The latest debate on the Harvard University campus is the amount of accomodation to give to practices of Islam. Should they admit only women to a gym a few hours a week, should they allow a muezzin's call to prayer to be heard in the Harvard Yard...
These are some of the issues that many universities - the ivory towers of academic and free-thought - are being challeneged with. Opponents have suggested that the imposition of Islamic strictures on the Harvard student body contravenes the ethos that the institution is trying to foster, and may impede or even offend other students in their daily goings on.
Ruth Marcus has an article about this in today's WashPost.
Here's an excerpt:
""
My reaction is more along the lines of: "Get a grip." It's reasonable to set aside a few off-peak hours at one of Harvard's many gyms. It's not offensive to have the call to prayer echoing across Harvard Yard, any more than it is to ring church bells or erect a giant menorah there.
I share the apprehensions stirred up by the more radical followers of Islam, with their drive to restore the caliphate and subjugate women. But I come to this issue as a member of another minority religion, Judaism, whose adherents often seek flexibility from the majority culture in order to practice their faith. As with Islam, my religion's more observant believers endorse practices -- segregating the sexes at prayer, excluding women from engaging in certain rituals -- that I find disturbing, bordering on offensive. I have relatives who would shrink from shaking my hand. Still, I would defend to the death their right not to touch me.
Certainly, accommodation has its limits. Ten years ago, Orthodox Jewish students at Yale sued -- unsuccessfully -- after the university refused their requests to live off campus because, they claimed, living in co-ed dorms would violate their religious principles. Muslim students at Australian universities are demanding course schedules that fit into their prayer times and separate, female-only dining areas. In Britain, female Muslim medical students have objected to being required to roll up their sleeves to scrub and to exposing their forearms in the operating room. Fine with me if they need a place to scrub in private, but your right to exercise your religion ends where my safety begins.
A regime of reasonable accommodation inevitably entails difficult -- Talmudic, even -- line-drawing. That's not true of the claim that the call to prayer offends because it proclaims publicly what other religions are polite enough to keep private: the exclusive primacy of their faith. Surely even Harvard students aren't so delicate that they can't cope with hearing speech with which they disagree -- in a language they don't understand.

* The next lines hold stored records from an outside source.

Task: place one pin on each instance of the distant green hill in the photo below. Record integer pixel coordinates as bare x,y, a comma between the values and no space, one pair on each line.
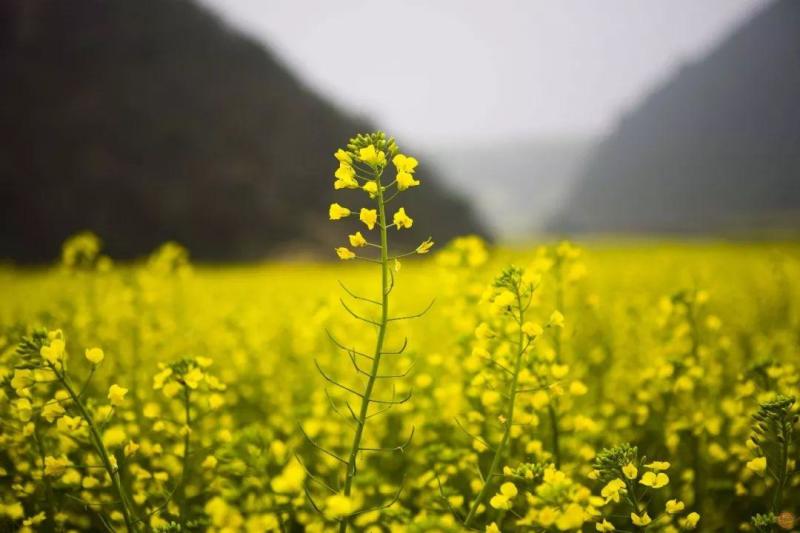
715,150
150,120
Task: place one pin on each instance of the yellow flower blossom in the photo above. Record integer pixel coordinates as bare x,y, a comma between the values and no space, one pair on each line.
401,219
337,212
357,240
371,187
605,525
758,465
630,471
343,157
55,466
658,466
640,520
406,181
368,217
94,355
425,246
674,506
653,480
690,521
116,394
532,329
54,352
372,157
612,490
404,163
344,253
557,319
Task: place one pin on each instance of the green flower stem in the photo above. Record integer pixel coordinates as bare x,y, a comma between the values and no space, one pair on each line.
185,458
101,451
512,393
365,400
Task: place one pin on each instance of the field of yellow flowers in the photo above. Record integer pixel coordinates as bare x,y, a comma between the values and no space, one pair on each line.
611,387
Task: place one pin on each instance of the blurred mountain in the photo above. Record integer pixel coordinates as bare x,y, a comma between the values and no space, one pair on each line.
516,186
150,120
716,149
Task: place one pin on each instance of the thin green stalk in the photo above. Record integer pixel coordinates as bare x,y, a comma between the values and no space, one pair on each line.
777,498
366,398
500,450
101,451
185,458
50,511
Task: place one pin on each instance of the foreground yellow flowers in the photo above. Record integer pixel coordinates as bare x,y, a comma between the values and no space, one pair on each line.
159,395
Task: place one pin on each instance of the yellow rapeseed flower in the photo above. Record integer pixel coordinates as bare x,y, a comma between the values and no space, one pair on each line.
116,394
94,355
401,219
368,217
656,481
640,520
344,253
425,246
357,240
371,156
337,212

All of this matters not because it's Harvard but because it underscores that America is not immune from the tensions over Islamic rights that have gripped Western Europe. In the Washington area earlier this year, a Muslim runner was disqualified from a track meet after officials decreed that her body-covering unitard violated the rules.

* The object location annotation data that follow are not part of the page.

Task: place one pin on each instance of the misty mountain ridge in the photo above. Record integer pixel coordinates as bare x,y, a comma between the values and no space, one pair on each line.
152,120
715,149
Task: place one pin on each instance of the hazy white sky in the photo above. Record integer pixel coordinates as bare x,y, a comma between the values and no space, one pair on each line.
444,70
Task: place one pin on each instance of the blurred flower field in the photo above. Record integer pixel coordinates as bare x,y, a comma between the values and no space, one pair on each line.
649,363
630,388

There have been similar disputes over women seeking to wear headscarves on the college basketball court or while walking the police beat. More problematically, Muslim cabdrivers at the Minneapolis airport sought unsuccessfully last year to be excused from picking up passengers carrying alcohol.

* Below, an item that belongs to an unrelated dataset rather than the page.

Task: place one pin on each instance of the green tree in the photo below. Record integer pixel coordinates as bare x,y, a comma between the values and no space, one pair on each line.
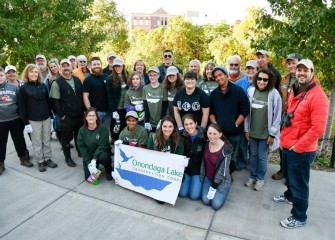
306,27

The wisdom of the Framers ensures that some of the excesses of Europe -- in both directions -- won't be replicated here. The French ban on students wearing headscarves would not only be unimaginable in the United States, it would also violate the Constitution's free-exercise clause. The archbishop of Canterbury recently suggested that the British legal system should incorporate aspects of sharia law; that, too, would be unimaginable here and would violate the establishment clause.
But the Constitution goes only so far to help American society navigate the familiar issues raised by this unfamiliar religion. Muslim women who enroll at Harvard and turn up in hijabs at its gyms reflect a strand of Islam that society ought to encourage, the better to compete with its more odious cousins.""
Where would you draw the line - between accomodation, and compromising one's own freedoms?
Ruth's rule that all is fine up to the point "wherel my safety begins." I think i disagree? This issue is not about safety, it is about how accomodating a society should be to the many divergent views and practices that it has within it. For increasingly multi-cultural, multi-racial, multi-religious societies like many in Europe, America and Asia-Pacific --- this is a major issue for them. It cannot be a free for all... there need to be rules and restrictions governing every right. That is the price of inclusion in a modern society.
So how do we accomodate, not alienate, but at the same time how do we embrace, without losing anything in so doing?